Born in Dublin in 1837 he came to Australia in 1854, settling in Euroka, near Walgett in 1876. After collaborating with others, he developed an “improved shearing apparatus” — the first practical mechanical shearing device — which he patented in 1884.
He set up a company to manufacture the machines in 1885, and in 1889, travelled to England to set up the Wolseley Sheep Shearing Machine Co. Pty Ltd in Birmingham.

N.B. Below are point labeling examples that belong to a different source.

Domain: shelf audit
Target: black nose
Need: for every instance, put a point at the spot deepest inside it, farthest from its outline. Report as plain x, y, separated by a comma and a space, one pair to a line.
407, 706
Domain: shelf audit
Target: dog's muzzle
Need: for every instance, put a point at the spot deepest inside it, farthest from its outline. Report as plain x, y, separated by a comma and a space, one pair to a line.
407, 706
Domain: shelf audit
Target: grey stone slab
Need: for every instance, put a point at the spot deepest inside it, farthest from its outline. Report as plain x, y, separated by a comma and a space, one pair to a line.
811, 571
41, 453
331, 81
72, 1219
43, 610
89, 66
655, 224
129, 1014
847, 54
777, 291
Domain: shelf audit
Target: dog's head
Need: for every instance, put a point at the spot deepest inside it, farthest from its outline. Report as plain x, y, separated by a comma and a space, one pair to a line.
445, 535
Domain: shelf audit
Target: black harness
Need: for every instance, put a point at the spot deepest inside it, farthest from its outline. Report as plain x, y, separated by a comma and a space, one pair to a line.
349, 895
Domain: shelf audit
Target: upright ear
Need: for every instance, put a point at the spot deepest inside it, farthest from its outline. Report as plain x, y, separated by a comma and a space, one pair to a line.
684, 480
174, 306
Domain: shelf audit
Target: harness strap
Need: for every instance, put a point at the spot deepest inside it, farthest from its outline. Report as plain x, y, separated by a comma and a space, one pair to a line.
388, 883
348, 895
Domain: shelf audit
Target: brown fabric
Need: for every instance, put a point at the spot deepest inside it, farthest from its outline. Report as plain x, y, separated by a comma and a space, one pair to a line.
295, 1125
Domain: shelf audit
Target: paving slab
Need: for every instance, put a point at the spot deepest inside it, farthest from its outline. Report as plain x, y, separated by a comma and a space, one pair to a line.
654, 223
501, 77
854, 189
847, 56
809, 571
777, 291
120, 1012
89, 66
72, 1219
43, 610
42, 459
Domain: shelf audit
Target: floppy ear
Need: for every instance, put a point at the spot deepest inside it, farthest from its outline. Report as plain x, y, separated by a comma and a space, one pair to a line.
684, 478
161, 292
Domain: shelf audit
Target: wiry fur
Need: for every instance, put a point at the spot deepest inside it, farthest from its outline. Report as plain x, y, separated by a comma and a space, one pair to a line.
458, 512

MORE GREAT AUSSIE INVENTIONS
● Sydney inventors Peter Vogel and Kim Ryrie invented the first digital sampling synthesiser, the Fairlight Computer Musical Instrument in 1979. It had a major impact on popular music.
● Maria Ann “Granny” Smith of Eastwood created the Granny Smith apple in 1868, after she accidentally crossed a wild apple with a domestic variety.
● In 1969 Sydney chook farmer Norm Jennings wondered how to make chicken droppings into a marketable product. He invented a drinking system that kept the chicken poo dry and then worked out a way of compressing it into pellets that would break down in the soil. After extensive testing in the 1970s his product went on sale in the 80s as Dynamic Lifter and has since been sold around the world.
● Doug Waterhouse of the CSIRO developed an insect repellent dimethyl phthalate, which was used by troops in the Pacific in World War II. In 1963 it was used to help Queen Elizabeth cope with Australian bugs. Mortein rang CSIRO and secured the recipe to use as Aerogard.
● Extended wear contact lenses were developed by CSIRO scientists Gorden Meijs and Hans Griesser in collaboration with the University of New South Wales, and US ans Swiss teams.